A comparative analysis of two horizontal infill wells, H08H and H09H, drilled in January 2014, further highlights the utility of flow diagnostics in explaining production disparities. Despite their similar locations and initial remaining oil saturations, their five-year cumulative production profiles diverged significantly (Figure 9). Well H09H exhibited robust production, reaching 9.2 m3, whereas H08H produced only 2.5 m3 over the same period—a difference of 268%. The diagnostic evaluation provides a clear explanation for this performance variance. The time-of-flight (TOF) distribution map (Figure 10) shows that H09H was drilled in a low-resistance area (blue, TOF ≈ 75 days), indicating favorable hydraulic connectivity. In contrast, H08H is situated in a high-resistance region (red, TOF ≈ 300 days), characteristic of poor reservoir connectivity. This disparity in local flow dynamics is the primary cause of the observed production difference. Further validation is provided by the water saturation and velocity fields (Figure 11), which show that the area surrounding the underperforming H08H well is characterized by high water saturation and low fluid velocity. This indicates that the region contains largely bypassed oil that the infill well is unable to effectively mobilize due to the poor local flow properties.
Table 1 underscores the proposed method’s advantages in diagnostic precision and scalability, with empirical support from field applications in Section 3, such as the B14 well group’s heterogeneity evaluation (Figure 8) and production gains in the C29 (165,600 m3) and B03 (2.2–3.8 tons/day increase) groups.

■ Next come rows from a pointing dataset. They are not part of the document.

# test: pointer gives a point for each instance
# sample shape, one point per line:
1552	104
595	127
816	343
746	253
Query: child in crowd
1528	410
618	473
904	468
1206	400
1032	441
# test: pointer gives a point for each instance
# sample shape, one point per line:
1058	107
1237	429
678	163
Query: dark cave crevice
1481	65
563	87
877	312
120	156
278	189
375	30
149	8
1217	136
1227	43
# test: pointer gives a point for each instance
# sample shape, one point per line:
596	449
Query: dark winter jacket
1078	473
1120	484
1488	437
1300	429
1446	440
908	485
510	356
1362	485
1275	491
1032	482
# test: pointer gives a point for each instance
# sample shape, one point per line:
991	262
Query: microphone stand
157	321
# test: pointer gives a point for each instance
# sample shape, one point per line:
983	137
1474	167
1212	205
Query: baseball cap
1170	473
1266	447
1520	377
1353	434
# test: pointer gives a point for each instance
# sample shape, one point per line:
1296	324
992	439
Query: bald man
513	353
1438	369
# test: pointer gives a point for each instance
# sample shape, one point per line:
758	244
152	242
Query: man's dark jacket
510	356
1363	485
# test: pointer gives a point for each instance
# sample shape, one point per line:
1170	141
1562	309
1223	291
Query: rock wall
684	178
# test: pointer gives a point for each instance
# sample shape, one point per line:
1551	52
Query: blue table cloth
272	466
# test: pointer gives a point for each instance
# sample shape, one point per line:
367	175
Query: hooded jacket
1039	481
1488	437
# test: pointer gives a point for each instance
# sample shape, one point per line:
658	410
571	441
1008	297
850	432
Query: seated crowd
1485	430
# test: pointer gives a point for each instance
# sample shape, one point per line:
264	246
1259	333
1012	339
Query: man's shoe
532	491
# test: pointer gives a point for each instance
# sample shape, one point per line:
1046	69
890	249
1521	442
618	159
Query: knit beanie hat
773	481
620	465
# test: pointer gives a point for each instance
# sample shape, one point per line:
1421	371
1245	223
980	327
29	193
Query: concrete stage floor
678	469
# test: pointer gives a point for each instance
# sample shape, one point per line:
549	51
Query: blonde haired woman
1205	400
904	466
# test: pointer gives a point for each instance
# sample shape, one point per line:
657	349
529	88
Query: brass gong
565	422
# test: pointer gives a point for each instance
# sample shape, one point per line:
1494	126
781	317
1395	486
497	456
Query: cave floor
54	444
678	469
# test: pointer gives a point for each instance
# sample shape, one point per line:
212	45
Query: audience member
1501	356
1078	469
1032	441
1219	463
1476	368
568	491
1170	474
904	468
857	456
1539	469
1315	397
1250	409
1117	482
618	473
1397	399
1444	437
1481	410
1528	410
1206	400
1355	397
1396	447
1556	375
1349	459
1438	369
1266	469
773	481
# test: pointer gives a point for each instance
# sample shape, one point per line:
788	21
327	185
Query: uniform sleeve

3.3. Adjustment Thresholds

3.3.1. Infill Drilling Thresholds

To establish quantitative thresholds for infill drilling, a statistical analysis was conducted on 105 infill wells drilled in the study area prior to 2017 (Figure 12). This analysis correlated pre-infill reservoir parameters—waterflooded ratio, remaining oil thickness, and TOF—with post-infill cumulative oil production. The analysis demonstrated a clear inverse correlation between the pre-infill waterflooded ratio and production (Figure 13); wells in areas with a ratio below 45% yielded significantly higher production. Furthermore, a positive linear relationship was observed between remaining oil thickness and cumulative production (Figure 14), with a notable increase in performance when the thickness exceeded 6 m. Finally, production exhibited an exponential relationship with pre-infill TOF (Figure 15), confirming that infill wells are most effective in high-resistance, poorly connected regions (TOF > 200 days).
The direct impact of infill drilling on reservoir dynamics is illustrated in Figure 16 and Figure 17. The pre-infill TOF distribution (Figure 16) was characterized by extensive high-TOF regions (>500 days), reflecting inefficient waterflooding. Post-infill, the TOF in these areas was significantly reduced, indicating that the new wells successfully optimized the flow field and improved sweep efficiency(the red dashed circles). Similarly, the pre-infill oil saturation map (Figure 17, the black dashed circles) showed an uneven distribution, which became more uniform following infill drilling as the new wells mobilized previously bypassed oil.
Synthesizing these findings, this study proposes a set of comprehensive screening criteria for identifying optimal infill drilling locations. The established thresholds are: a waterflooded ratio <45%, a remaining oil thickness >6 m, and a time-of-flight >200 days. Adherence to these criteria ensures that infill wells are strategically placed in areas with high remaining oil potential and inefficient existing sweep patterns. Field applications have confirmed that wells meeting these standards consistently deliver significant production gains, providing a scientific basis for refined field management.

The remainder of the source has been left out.